Senin isminle esnafa halka gidiyoruz. Onlar da âlâ ki Bülent Beyefendi konuşuyor’ diyorlar. Münasebetiyle görünür görünmez büyük bir çoğunluktan dua, dayanak alıyorum.”
“HESAP İÇİNDE DEĞİLİM, İÇİM YANIYOR”
“Beni tanıyanlar bilir 1970’den beri böyleyim. Merhum Erbakan hoca benim tenkit, ikazlarım karşısında hiçbir vakit hal almış değildir. Tayyip Beyefendi de son zamanlardaki konuşmaları dışında beni incitecek şey yapmadı, parti içinde birlikte çalışırken her vakit hürmette bulundu. Ben de ona hiç bir vakit hürmette kusur etmedim.
Ben hiçbir hesabın içinde olmadım. Üç, beş maaşın ya da rastgele bir vazife talep etmedim. Allah bana bütün misyonları nasip etti. Bundan sonra da şunu verin diyecek halim yok. Lakin AK Parti’nin Tayyip Bey’in başarılı olmasını istiyorum. Tekrar seçim kazanmasını istiyorum. İçim yanıyor ve bu feryadımı bazen ölçülü olarak lisana getiriyorum…”
“SEÇİMİ TAM GÜNÜNDE YAPMAK ALLAH’IN BUYRUĞU DEĞİL; SEÇİM HER VAKİT ERKENE ALINABİLİR”
“Adayların belirlenmesi için makul bir vakit var. Tayyip Beyefendi tekrar aday olmak ve kazanmak ister. Bunun için yeni bir açıklama yapmasına gerek yok. Zati Cumhurbaşkanlığı seçim kanununa nazaran diğerleri da aday gösterebiliyor. Erdoğan kesinlikle adaylığını kendi açıklamalıdır kanısında değilim. O, ona ilişkin bir yetkidir. Olur mu diyorsanız? Ben aday olacağını düşünüyorum.
Öbür taraf da (Millet İttifakı) adayını istediği vakit açıklama özgürlüğü var. Bunun getirisini, götürüsünü her iki taraf da düşünüyordur.
Seçimi tam gününde yapmak Allah’ın buyruğu değil, 3,5 ay öncesine de alınır. Yüksek Seçim Şurası’nın (YSK) kendisi için gerekli gördüğü müddet zannediyorum iki, üç aydır.
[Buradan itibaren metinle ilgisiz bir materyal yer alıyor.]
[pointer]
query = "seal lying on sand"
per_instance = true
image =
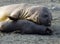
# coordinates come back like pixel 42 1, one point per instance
pixel 25 27
pixel 35 13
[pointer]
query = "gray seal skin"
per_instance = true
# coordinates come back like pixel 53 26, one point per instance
pixel 38 14
pixel 24 27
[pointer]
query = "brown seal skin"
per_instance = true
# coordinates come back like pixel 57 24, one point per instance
pixel 24 27
pixel 38 14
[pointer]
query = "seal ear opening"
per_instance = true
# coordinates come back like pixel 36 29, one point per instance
pixel 12 18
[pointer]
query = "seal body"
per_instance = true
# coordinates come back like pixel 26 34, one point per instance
pixel 35 13
pixel 25 27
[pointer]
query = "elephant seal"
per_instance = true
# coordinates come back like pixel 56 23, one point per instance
pixel 38 14
pixel 25 27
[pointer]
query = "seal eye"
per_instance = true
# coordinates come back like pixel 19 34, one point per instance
pixel 45 16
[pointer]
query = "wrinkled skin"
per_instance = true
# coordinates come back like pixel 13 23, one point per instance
pixel 38 14
pixel 24 27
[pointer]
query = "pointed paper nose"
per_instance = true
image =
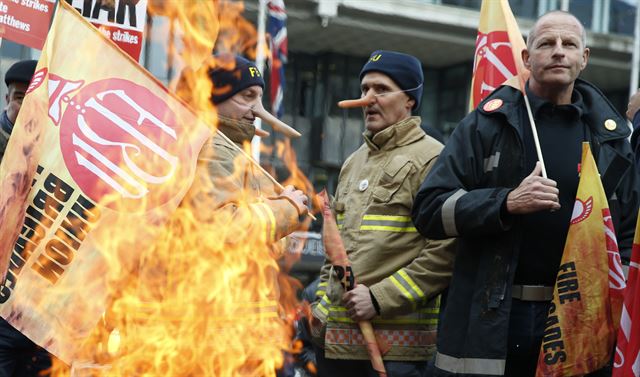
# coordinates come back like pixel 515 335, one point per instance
pixel 360 102
pixel 276 123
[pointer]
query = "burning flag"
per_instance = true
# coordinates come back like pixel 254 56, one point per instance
pixel 277 28
pixel 580 329
pixel 498 50
pixel 100 156
pixel 627 358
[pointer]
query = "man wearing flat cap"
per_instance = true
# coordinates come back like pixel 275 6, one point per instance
pixel 399 274
pixel 19 356
pixel 17 79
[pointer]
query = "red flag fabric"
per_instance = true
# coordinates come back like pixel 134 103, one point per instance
pixel 580 329
pixel 627 357
pixel 498 50
pixel 99 153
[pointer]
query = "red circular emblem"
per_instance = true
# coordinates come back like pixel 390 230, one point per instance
pixel 492 105
pixel 36 80
pixel 121 145
pixel 493 64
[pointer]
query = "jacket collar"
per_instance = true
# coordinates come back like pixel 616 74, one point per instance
pixel 237 131
pixel 405 132
pixel 5 123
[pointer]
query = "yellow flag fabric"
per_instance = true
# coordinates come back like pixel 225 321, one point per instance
pixel 498 51
pixel 100 149
pixel 579 332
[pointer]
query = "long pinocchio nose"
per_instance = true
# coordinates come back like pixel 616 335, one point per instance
pixel 360 102
pixel 276 123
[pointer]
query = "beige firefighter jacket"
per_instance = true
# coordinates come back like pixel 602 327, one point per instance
pixel 404 271
pixel 226 180
pixel 4 140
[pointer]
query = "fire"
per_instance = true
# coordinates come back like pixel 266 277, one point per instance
pixel 205 294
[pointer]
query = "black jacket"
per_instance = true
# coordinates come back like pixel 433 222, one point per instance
pixel 463 196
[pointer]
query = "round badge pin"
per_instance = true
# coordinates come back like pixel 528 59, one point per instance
pixel 363 185
pixel 610 124
pixel 492 105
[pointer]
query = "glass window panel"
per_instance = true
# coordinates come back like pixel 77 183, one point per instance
pixel 583 10
pixel 524 8
pixel 622 17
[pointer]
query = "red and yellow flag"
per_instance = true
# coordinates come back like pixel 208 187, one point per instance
pixel 580 329
pixel 100 148
pixel 627 358
pixel 498 52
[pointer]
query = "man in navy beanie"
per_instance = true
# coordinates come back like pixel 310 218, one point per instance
pixel 400 274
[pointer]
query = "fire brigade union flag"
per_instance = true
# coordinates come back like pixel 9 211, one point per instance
pixel 498 50
pixel 580 330
pixel 100 149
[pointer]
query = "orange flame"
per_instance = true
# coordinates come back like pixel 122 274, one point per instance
pixel 205 296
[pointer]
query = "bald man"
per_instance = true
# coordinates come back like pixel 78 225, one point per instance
pixel 486 189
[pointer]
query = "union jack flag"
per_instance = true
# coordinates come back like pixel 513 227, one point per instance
pixel 277 29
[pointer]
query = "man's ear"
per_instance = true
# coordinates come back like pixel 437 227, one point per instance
pixel 585 58
pixel 525 58
pixel 410 103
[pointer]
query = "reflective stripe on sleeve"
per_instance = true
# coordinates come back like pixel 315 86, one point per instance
pixel 449 213
pixel 494 367
pixel 388 223
pixel 322 288
pixel 324 304
pixel 407 286
pixel 491 162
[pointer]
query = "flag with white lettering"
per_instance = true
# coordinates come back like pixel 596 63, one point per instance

O müddete dikkat edilerek seçim her vakit erkene alınabilir.”
“PARTİLİ CUMHURBAŞKANLIĞI TARTIŞILIR”
“Cumhurbaşkanı’nı bize Meclis’te seçtirmediler. Aslında bugün olumsuz görülen şeylerin müsebbibi CHP’nin o zamanki tavrıdır. Şayet CHP 367’ye sığınıp parlamentoda seçime pürüz olmasa idi Cumhurbaşkanı Meclis tarafından seçilecekti tahminen halkın seçmesi gündeme gelmeyecekti.
Cumhurbaşkanlığı hükümet sistemi tartışılıyor. Bu tartışmanın önüne geçmek mümkün değil. Uygulamada görülen aksaklıklarla ilgili Hükümet içinde Sayın Fuat Oktay uyumunda bir çalışma yapılmıştı. Yani Cumhurbaşkanlığı Hükümet Sistemi ile dört seneyi geride bırakıyoruz.
Sayın Cumhurbaşkanımızın bu sisteme adapte olduğu bundan vazgeçmek istemeyeceğini biliyorum. O yüzden halk tarafından kabul edilmiş sistemin devam edip etmeyeceğini Sayın Cumhurbaşkanımız belirleyecektir. Esasen ittifak ortağı da birebir düşünüyor.”